'John Singer Sargent’s magical depiction of a garden at dusk is evocative of an early-summer evening.'
Carnation, Lily, Lily, Rose, 1885–86, by John Singer Sargent (1856–1925), 5ft 7½in by
4ft 11in, Tate Britain, London.
Mark Wood says:
John Singer Sargent’s magical depiction of a garden at dusk is evocative of an early-summer evening – the scents and warmth – and of the innocent delight of demure little girls safely exploring in the twilight, captivated by the lantern light and thrilled to be out as darkness descends. Central to our work at the NSPCC is the cherished conviction that every child has the right to a happy, safe childhood.

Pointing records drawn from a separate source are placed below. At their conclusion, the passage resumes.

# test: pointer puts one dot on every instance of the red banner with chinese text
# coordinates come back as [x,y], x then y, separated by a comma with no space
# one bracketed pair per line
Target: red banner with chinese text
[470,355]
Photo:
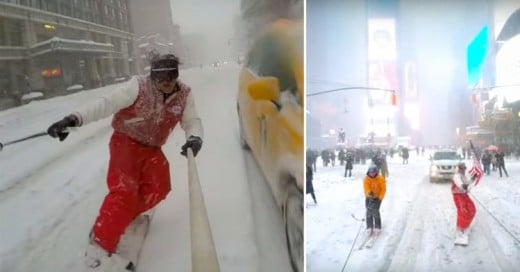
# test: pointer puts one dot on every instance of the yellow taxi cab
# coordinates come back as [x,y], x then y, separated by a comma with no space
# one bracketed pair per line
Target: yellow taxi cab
[270,110]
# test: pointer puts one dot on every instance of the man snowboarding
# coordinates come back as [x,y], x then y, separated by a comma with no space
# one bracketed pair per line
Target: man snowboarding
[146,110]
[466,210]
[375,189]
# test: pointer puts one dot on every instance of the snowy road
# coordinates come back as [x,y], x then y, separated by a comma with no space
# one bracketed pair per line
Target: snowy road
[50,192]
[418,223]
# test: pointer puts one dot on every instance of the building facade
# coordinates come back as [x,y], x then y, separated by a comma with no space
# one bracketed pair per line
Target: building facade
[57,45]
[152,23]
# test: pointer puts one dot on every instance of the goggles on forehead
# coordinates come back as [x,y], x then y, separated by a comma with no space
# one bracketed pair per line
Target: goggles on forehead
[164,74]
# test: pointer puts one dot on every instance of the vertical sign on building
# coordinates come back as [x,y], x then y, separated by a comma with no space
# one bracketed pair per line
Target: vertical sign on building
[382,73]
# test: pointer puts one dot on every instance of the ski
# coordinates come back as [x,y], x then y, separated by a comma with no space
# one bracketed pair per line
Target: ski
[365,241]
[370,243]
[133,239]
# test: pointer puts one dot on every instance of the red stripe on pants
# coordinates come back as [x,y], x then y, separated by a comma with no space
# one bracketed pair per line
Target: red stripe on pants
[138,178]
[465,210]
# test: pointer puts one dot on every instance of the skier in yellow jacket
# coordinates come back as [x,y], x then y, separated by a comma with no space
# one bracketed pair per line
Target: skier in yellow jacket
[375,189]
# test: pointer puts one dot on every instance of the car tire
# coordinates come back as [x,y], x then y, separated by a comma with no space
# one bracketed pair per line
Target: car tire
[243,142]
[293,217]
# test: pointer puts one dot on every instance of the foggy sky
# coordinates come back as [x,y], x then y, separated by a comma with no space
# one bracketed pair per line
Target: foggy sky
[211,20]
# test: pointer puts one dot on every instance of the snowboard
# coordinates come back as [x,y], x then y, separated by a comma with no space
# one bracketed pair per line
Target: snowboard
[132,240]
[461,239]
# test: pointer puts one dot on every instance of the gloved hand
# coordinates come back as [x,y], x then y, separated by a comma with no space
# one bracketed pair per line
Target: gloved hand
[473,177]
[59,129]
[193,142]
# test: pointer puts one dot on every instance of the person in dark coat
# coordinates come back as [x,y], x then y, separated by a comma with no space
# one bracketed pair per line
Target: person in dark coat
[309,189]
[349,163]
[486,161]
[406,155]
[501,163]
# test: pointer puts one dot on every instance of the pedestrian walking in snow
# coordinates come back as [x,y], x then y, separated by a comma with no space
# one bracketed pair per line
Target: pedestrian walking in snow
[309,188]
[486,161]
[501,164]
[375,189]
[146,110]
[460,188]
[349,163]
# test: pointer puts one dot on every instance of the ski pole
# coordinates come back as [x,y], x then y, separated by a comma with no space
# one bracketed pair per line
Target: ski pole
[22,139]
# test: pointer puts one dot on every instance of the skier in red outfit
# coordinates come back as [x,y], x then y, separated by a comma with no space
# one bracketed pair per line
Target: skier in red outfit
[460,187]
[146,110]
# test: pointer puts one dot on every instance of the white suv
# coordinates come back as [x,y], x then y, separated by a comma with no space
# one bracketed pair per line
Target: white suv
[444,164]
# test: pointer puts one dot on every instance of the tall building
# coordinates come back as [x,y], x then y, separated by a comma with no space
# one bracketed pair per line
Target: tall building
[153,26]
[55,45]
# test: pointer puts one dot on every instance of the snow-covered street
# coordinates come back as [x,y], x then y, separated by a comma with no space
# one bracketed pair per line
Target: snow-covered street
[418,219]
[50,191]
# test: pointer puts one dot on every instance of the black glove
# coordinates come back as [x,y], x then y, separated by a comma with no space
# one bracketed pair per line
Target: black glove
[474,177]
[193,142]
[59,129]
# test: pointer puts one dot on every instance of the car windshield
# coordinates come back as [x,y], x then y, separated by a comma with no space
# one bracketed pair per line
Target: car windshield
[445,156]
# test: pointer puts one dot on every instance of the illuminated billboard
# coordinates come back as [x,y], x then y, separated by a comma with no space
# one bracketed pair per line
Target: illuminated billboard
[476,53]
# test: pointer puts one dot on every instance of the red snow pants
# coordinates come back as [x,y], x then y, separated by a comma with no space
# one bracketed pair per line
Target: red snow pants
[465,210]
[138,179]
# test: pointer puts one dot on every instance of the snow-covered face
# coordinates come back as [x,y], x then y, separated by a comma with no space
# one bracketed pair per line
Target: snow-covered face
[165,81]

This ambitious plein air picture, painted in a garden in the Cotswolds and showing Sargent’s host’s two children, Dorothy and Marion, patiently posing in costume, epitomises such a childhood.
Mark Wood is the director of the NSPCC
John McEwen comments on Carnation, Lily, Lily, Rose:
Sargent painted this picture shortly after he moved to London and bought 31, Tite Street. No artist could have been more cultured and cosmopolitan. As one visitor wrote: ‘It might have been the leisure resort of a great connoisseur.’
Beneficiary of a professional American dynasty, his father an author and retired physician, Sargent was born in Florence and studied at its Academy of Fine Arts, then in Rome, Nice and Germany, before entering the Parisian studio of Carolus Duran at the age of 18. This cultured childhood also made him an exceptional linguist and pianist.
During the London Season, he worked from 11am until teatime, his valet Nicola sternly defending his privacy. He wasn’t anti-social – he was a member of the Athenaeum, the Council of the Royal Academy and the New English Art Club – but he treasured what Dr Johnson called London’s boon of ‘solitude in the midst of crowds’.
The Season over, he would retire to the country to stay with friends in the pretty Worcestershire village of Broadway, popular with artists. He saw a garden bedecked with Japanese lanterns while boating on the Thames and re-created the scene at Broadway with the daughters of the illustrator Frederick Barnard. He painted it as a French Impressionist would, outside and at the exact light level every evening.
It was unveiled at the RA in 1887 and bought by the Tate, his first picture to enter a museum. The title derived from a popular song: ‘Around her head she wore, carnation, lily, lily, rose.’ Some cynics in the art world called it ‘Darnation Silly, Silly Pose’.